Found footage films represent a particularly divisive form of cinema. Usually exploited for horror purposes more than anything else, they are typified by a deliberately amateurish quality and a first-person perspective in which the viewer’s visibility of the action is confined to a single character operating a video camera. This limited viewpoint is why the form is so well suited to horror – limiting what the audience is able to see at any given time is a well-tested way of upping the fear and tension in a scary situation.
At the same time, many viewers have issues with the jagged, hand-held photography causing motion sickness, and the relative ease with which any enterprising filmmaker can exploit the form has led to an awful lot of sub-standard works. I generally find myself on the side of having a lot of time for the found footage phenomenon, but I am as aware as anyone of the quality issues that exist.
Phoenix Forgotten is a 2017 blend of science fiction and horror, and marks the directorial debut of Justin Barber. It follows protagonist Sophie Bishop (Florence Hartigan), who returns to her Arizona home to make a documentary project about her brother Josh (Luke Spencer Roberts) – who went missing in the desert with two friends 20 years earlier after witnessing UFOs in the sky.
It seems Phoenix Forgotten had a fair amount of support in getting made. Its producers include directors Ridley Scott (Alien, Blade Runner), Wes Ball (The Maze Runner), and Courtney Solomon (Dungeons & Dragons), as well as former Columbia Pictures head Mark Canton.

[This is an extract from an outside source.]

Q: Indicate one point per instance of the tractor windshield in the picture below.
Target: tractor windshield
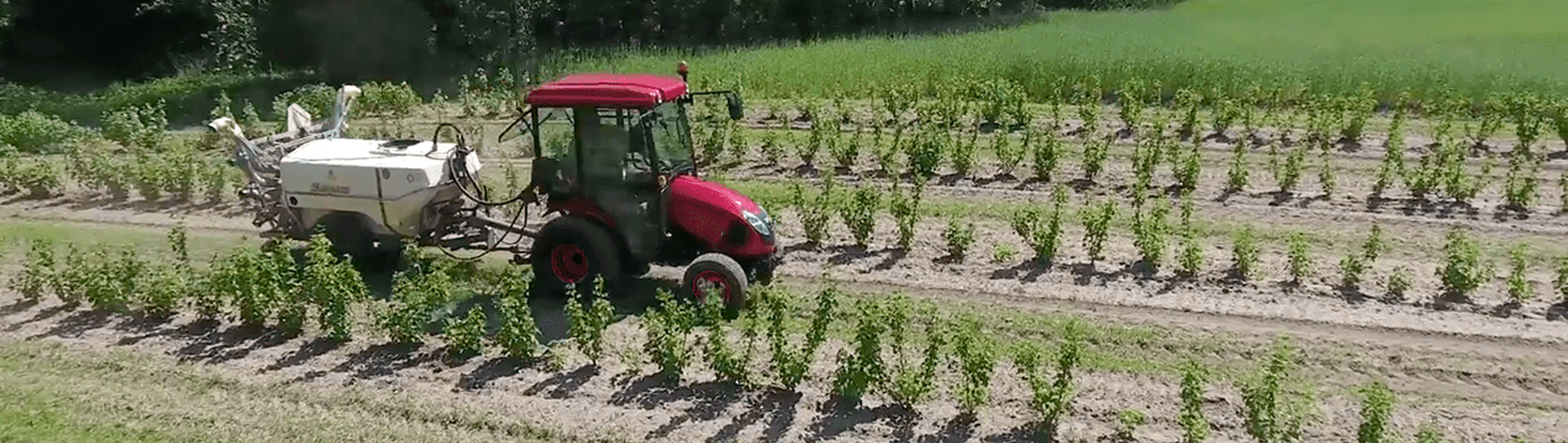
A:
(671, 137)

Upon release, however, it almost entirely flew under the radar. It is not difficult to see why: the film owes a particularly obvious debt to Myrick and Sanchez’s The Blair Witch Project (1999): an attempt to make a documentary goes awry and leads to growing tension. The film’s final act in particular feels rather derivative, and relies on near-identical techniques to enhance the frightening elements – only this time with UFOs instead of witches.
That said, the film is not a total write-off. The first two-thirds, focused closely on Sophie’s attempts to research her brother’s disappearance, has a nice growing sense of paranoia and a well-paced story. Florence Hartigan also delivers a reasonable good performance in the role. While the final third does feel a little too much in debt to Blair Witch, it does manage to include some particularly nice touches and surprises that offer some originality in its less inspired context.
Enjoyment of Phoenix Forgotten ultimately depends on how much the individual viewer likes found footage movies. In that context it is a relatively enjoyable small-scale thriller – not particularly memorable, but certainly sufficiently well made to pass away its 87-minute running time. Should the form prove a challenge, however, then there is certainly not enough meat on its bones to justify the effort is sitting through it. On this one, your mileage is going to vary.